放課後教室で待ってると、選択授業を終えた佐藤が席に戻ってきた。


「ごめん。ここじゃ内容がアレだから別のところ行こう。どこがイイかな?」


「…だったら僕の寮室来る?同室の奴、部活で遅いからゆっくり話出来ると思うよ。」


「マジで?じゃあ、何か飲み物買って行こ?奢る。」

佐藤のいつも通りの柔らかな態度に僕は少々油断してたと言わざるを得ない。


僕はもう少し、この爛れた学校のリアルを胸に留めておくべきだったんだろう。



佐藤の相部屋はそこそこ片付いていて、水回りを挟んだ佐藤コーナーはもっと

スッキリと居心地が良かった。


ベッド周りもホテルの様なキッチリ感で、案外この男子は潔癖で、見かけより中身が違うかもしれないなと考えていた。



佐藤はデスクチェアに座ると、僕は当然の様にベッドに座ることになる訳で。

まぁこのベッドは良い香りがするし、いわゆる男子高校生のホルモン臭の漂う

様な座るのに躊躇するベッドでなかったのでホッとした。


「で?聞きたい事って?」


佐藤は炭酸を飲みながら、こちらに流し目を送ってきた。


僕は少々気まずい思いで思い切って切り出した。


「僕、去年しばらく病欠してたし、あまり周囲と交流してなかったからこの学校の事情とかに疎いんだけどさ、昼に何か怖い事言ってたじゃん?

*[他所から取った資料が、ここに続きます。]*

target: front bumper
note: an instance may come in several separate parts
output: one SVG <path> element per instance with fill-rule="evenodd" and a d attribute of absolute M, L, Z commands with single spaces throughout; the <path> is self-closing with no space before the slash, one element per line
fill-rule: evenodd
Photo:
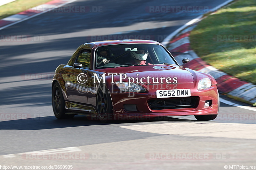
<path fill-rule="evenodd" d="M 153 85 L 149 85 L 147 88 L 147 93 L 120 92 L 119 90 L 114 90 L 110 92 L 113 105 L 113 113 L 115 119 L 127 117 L 144 118 L 185 116 L 188 115 L 217 115 L 219 111 L 219 98 L 218 91 L 216 85 L 206 90 L 198 91 L 193 84 L 177 84 L 176 89 L 190 88 L 191 97 L 195 97 L 198 99 L 196 106 L 193 108 L 172 108 L 152 110 L 148 104 L 148 101 L 159 100 L 156 98 L 156 91 L 157 90 L 168 89 L 167 88 L 156 88 Z M 191 88 L 191 87 L 192 87 Z M 176 99 L 179 98 L 176 98 Z M 172 98 L 164 98 L 172 99 Z M 205 101 L 211 101 L 210 106 L 206 107 Z M 124 107 L 124 105 L 132 105 L 136 106 L 136 110 L 133 111 L 127 111 Z"/>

何かウケとかセメとか、色々。あれってみんなが皆そうじゃ無いよね?」


「…んー、どう思う?去年ケンケンは取り付く島もない不遜な態度だったから、多分皆も遠目に見てたんだと思うんだけど。

でも結構目立つ方だし注目はされてたよね。

ちなみに僕はゲイでは無いかな?


トモなんかすっかりウケにハマって、ほぼゲイに移行してる感じだけど。

僕はどっちかというと、ノンケ寄りの環境的バイという感じ。女の子が側に居ないから時々身体だけ肉欲解消的な?


今のケンケンはちょっと隙があるというか、今も僕の部屋のベッドに座って無防備だしね。

きっとこれから色々狙われると思うよ。」


僕はベッドに座ってる身体が硬直したのを感じた。

ああっそうじゃん。やばい。密室2人きりだよ!僕は焦って、縋る様に佐藤を見て言った。


「佐藤は嫌がる相手に無理矢理とかは無いよね…?」


佐藤はにっこり笑うと立ち上がりながら言い放った。


「もちろん無理矢理とかは趣味じゃないよ。楽しくないし。

でも同意を取るのは得意な方なんだよね。」


そう言うとスルリと僕の隣に座りながら僕の顎を掴んで唇を合わせてきた。


佐藤の柔らかな唇が、自分の唇にゆっくりと押し付けられたかと思う間もなく、強めに押し付けられて、ちゅっと吸われたのを感じた。

僕は余りの早技に呆然として結構間抜けな顔をしてたんだろう。